木の持つ特性を利用し組み合わせを形作る提案は、今回の提出された作品の中に多く見られました。ただしこの作品は、シンプルで単純明快な構成でありながら、あるリズム並びに旋律を感じさせる提案となっており好感がもてます。実現性の高い提案であるとも言えるでしょう。しかし単にオブジェ的なとらえ方がされ、その点で入選にとどまってしまいました。
(評/松井 壽則)


優秀賞

Weekendhouse 週末住宅

阿知波 修二
新潟大学 大学院自然科学研究科環境システム科学専攻


主題にある「木を使って」を独自の理解・解釈をし、木を構成材として使用するのではなく、木のシステム・木の生命管の構成を作品に採り入れ住空間を提案している点、またその管を構造として活用している点は、主題の趣旨に沿ったものではないものの、ほかの提案になくユニークさが認められます。ただし何処かに快適性を思い出し、何から防御するかが伝わってこないのが残念です。
(評/松井 壽則)


優秀賞

Snow Wave

瀬戸 健似(代表)・小川 博央
日本大学 大学院生産工学研究科建築工学専攻


"雪から守るシェルター"ではなく、"雪を楽しむシェルター"を作り出そうとする作者の姿勢に、まず拍手を送ります。
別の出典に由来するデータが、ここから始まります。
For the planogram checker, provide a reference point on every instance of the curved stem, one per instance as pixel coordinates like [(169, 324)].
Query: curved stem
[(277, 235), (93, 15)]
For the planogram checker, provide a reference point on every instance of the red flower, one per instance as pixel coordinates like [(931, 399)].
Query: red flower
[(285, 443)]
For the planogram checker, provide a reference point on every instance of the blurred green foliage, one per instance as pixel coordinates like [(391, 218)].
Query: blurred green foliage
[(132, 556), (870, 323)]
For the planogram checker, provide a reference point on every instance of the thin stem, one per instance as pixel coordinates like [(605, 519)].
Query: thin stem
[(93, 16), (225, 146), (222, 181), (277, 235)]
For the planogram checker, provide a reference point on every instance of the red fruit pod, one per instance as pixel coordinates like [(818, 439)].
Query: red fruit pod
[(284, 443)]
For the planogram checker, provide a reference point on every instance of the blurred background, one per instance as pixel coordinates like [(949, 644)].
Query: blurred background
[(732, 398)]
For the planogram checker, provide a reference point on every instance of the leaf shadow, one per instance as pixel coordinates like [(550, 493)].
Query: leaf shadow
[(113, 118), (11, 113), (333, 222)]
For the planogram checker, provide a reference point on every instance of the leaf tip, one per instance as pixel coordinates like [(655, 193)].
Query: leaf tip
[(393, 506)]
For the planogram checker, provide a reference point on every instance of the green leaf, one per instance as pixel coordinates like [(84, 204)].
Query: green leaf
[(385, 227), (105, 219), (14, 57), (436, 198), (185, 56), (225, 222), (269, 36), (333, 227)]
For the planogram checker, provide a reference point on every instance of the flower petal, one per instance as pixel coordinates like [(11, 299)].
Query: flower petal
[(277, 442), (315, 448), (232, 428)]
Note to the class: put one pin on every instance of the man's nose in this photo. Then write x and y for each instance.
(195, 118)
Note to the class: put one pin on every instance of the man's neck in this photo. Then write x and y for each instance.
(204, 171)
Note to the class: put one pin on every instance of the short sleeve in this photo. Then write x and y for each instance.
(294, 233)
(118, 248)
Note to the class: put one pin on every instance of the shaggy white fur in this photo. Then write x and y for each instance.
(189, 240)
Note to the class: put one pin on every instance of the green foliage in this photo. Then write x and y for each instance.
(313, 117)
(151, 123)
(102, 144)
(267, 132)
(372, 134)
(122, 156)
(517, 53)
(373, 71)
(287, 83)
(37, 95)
「雪が崩れたとき、この屋根は上へと跳ね上がる」という作者の説明を読んで、とてもその通りにはいかないだろうと思いながらも、「もしかしたら・・・」という期待も抱いてしまう、アイディアのスケールの大きさを評価します。
(評/杉山 丞)


優秀賞

FISHERMAN'S SHELTER

佐々木 志帆
千葉大学 大学院自然科学研究科デザイン科学専攻


今回の応募案のなかで集合した建築物を取り扱った数少ない提案の一つです。
既存の漁師小屋が形成する一種の集落の特性を分析し、そこに公共的な性格を導入することで、より高次の集落的空間にStep upさせようという試みは興味深いものがあります。又、集落の原型をみるような造形が魅力の案です。
(評/阿部 仁史)


奨励賞

COUNTRY HOUSE

青山 真理菜
東北文化学園専門学校 工科情報学部インテリア科


フンデルトワッサーを思わせる楽しげなパッチワーク状のシェルターが提案されました。
「父が私たちに造ってくれた手作りの公園にこういう木材でできた小さな家があったらいいな」という作者自身の言葉に端的に表されているように、この暖かなぬくもりの伝わるシェルターは作者のお父さんそのものだったのかもしれません。とても幸せな気持ちになるドローイングに対して奨励賞を送ります。